With the pandemic-induced chip shortage still ballooning around the world, ResMed has been forced to deflate its expectations for what it hoped to reap in the vacuum caused by Philips’ major ventilator recall.
As its competitor’s Class I recall expanded to include around 5.2 million CPAP, BiPAP and other respiratory machines earlier this year, ResMed said it was aiming to rake in an extra $300 million to $350 million in its 2022 fiscal year, which ends June 30, just from filling the absence left by Philips.
In a January call with investors about the company’s second-quarter results, CEO Mick Farrell noted that ResMed wouldn’t be able to completely meet that “seemingly infinite demand,” especially with the chip shortage in full force, but maintained those lofty incremental revenue projections.

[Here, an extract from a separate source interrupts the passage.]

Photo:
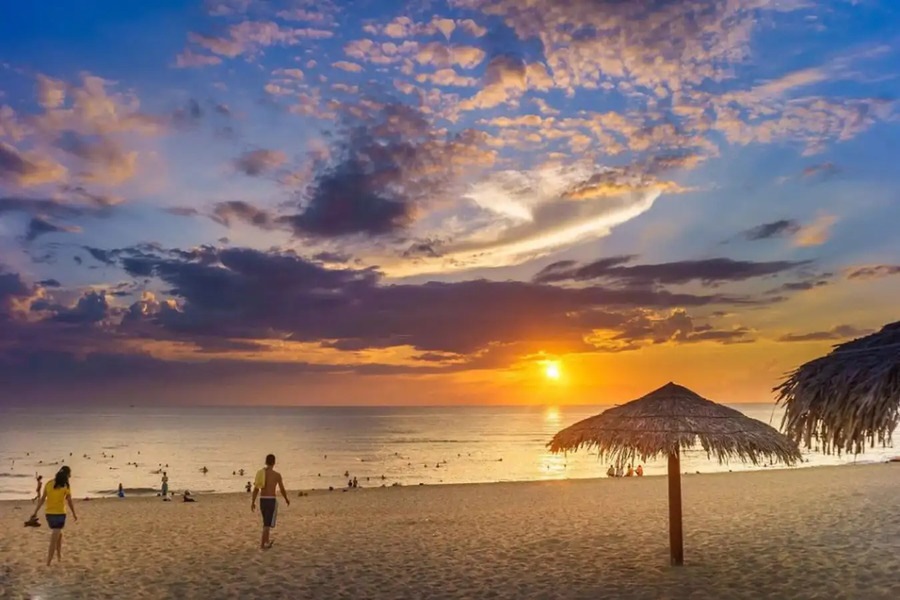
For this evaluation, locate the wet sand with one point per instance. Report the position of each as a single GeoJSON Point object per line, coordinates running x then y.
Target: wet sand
{"type": "Point", "coordinates": [829, 532]}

One quarter later, ResMed has tempered its view. Speaking to investors Thursday, the company’s Chief Financial Officer Brett Sandercock reported that revenues from the recall fell somewhere in the range between $35 million and $45 million in its third fiscal quarter, severely stunting its ability to reach the original forecast. With just one quarter to go, the year’s total currently sits between $170 million and $190 million.
“We continue to experience challenges in securing sufficient components, and this has hampered our ability to materially increase our supply of devices. We expect our fiscal fourth quarter to remain supply-constrained and similar to our recent fiscal quarters, therefore limiting incremental revenue during the fourth quarter,” Sandercock said, per a transcript of the call. “We now expect the total incremental device revenue opportunity for fiscal year 2022 will fall somewhere between $200 million and $250 million.”
When asked about that $100 million drop, Farrell pointed investors toward an unnamed semiconductor supplier’s “very significant double-digit de-commit” on a large contract with ResMed, causing the company to move “two steps forward and two steps back” in its production efforts.
That set ResMed back approximately $100 million in its expected earnings, he said. It also made the devicemaker hesitant to set a concrete forecast for its next fiscal year, with the CEO saying ResMed will instead simply “strive for sequential growth every quarter” into 2023.
“Look, it’s not perfect sailing ahead when you get de-commits,” Farrell said. “But I can tell you that all the work that we’ve been doing, this hard work by our supply chain, has allowed us to actually achieve these results despite that headwind.”
Indeed, even as it fell short of its recall-specific forecasts, ResMed still saw its overall revenue grow 12% compared to the same period last year, attributing much of that growth to increased demand for its products caused by the recall.
In total, the quarter’s revenue reached $864.5 million, marking a steady decline from the previous quarter’s $894.9 million and the $904 million it took in during its first fiscal quarter of 2022.